Di lantai dua, terpajang foto pernikahan Papi Mami, lalu foto pernikahan Livi dan dua spot kosong di sampingnya. Tak ada yang pernah mengatakan, tetapi semua tahu, foto siapa yang diharapkan terpajang di sebelah itu.
Lisbeth membuka pintu kayu dengan hiasan berukiran namanya. Aroma lembut perpaduan lavender dan green tea memenuhi hidungnya. Dari jendela kamarnya, Lisbeth melihat mobil Panther abu-abu Wim memasuki halaman. Buru-buru, ia mengganti bajunya dan turun ke lantai 1 untuk menyambut Wim.
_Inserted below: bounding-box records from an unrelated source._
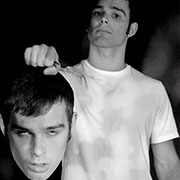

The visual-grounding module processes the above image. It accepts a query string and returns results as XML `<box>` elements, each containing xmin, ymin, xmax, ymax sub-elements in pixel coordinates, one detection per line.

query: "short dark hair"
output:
<box><xmin>85</xmin><ymin>0</ymin><xmax>139</xmax><ymax>28</ymax></box>
<box><xmin>1</xmin><ymin>66</ymin><xmax>74</xmax><ymax>129</ymax></box>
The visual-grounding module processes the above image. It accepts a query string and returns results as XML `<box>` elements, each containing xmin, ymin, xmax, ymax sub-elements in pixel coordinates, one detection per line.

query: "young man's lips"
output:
<box><xmin>96</xmin><ymin>29</ymin><xmax>111</xmax><ymax>34</ymax></box>
<box><xmin>28</xmin><ymin>163</ymin><xmax>49</xmax><ymax>173</ymax></box>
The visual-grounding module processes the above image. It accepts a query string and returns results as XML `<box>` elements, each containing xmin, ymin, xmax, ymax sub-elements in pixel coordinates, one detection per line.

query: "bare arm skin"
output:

“Lisbeth sudah pulang?” tanya Wim. Wajah pria paruh baya itu tampak lelah, tetapi senyum hangat terukir ketika Lisbeth menghampiri dan mencium kedua pipinya. Wim kembali ke meja makan setelah mengganti baju dengan kaus oblong putih dengan sablon merek ban terkenal, kaus gratisan yang didapat Wim entah berapa tahun lalu.
“Papi mau makan apa?” Lisbeth mengambil centong nasi dan menatap lekat-lekat wajah Wim. Kerut-kerut usia menghiasi ujung mata Wim. Sebagian besar rambut Wim sudah berubah warna seperti benang-benang putih halus.
“Sup dan telur asin. Tempe dua,” ujar Wim seraya menarik kursi makan di hadapannya.
Mata Lisbeth memelotot melihat lubang kecil di kaos Wim karena terlalu sering dicuci. “Papi, kaus bolong! Nanti kujahit.”
Wim terkekeh. “Bolong biar adem.”
“Ganti yang baru saja,” usul Lisbeth.
“Jangan. Ini kaus bermerek. Merek ban,” canda Wim sambil mengelus kaus kesayangannya. Lisbeth terkikik. Setelah puas tertawa, ia menggelengkan kepala tanda tidak setuju.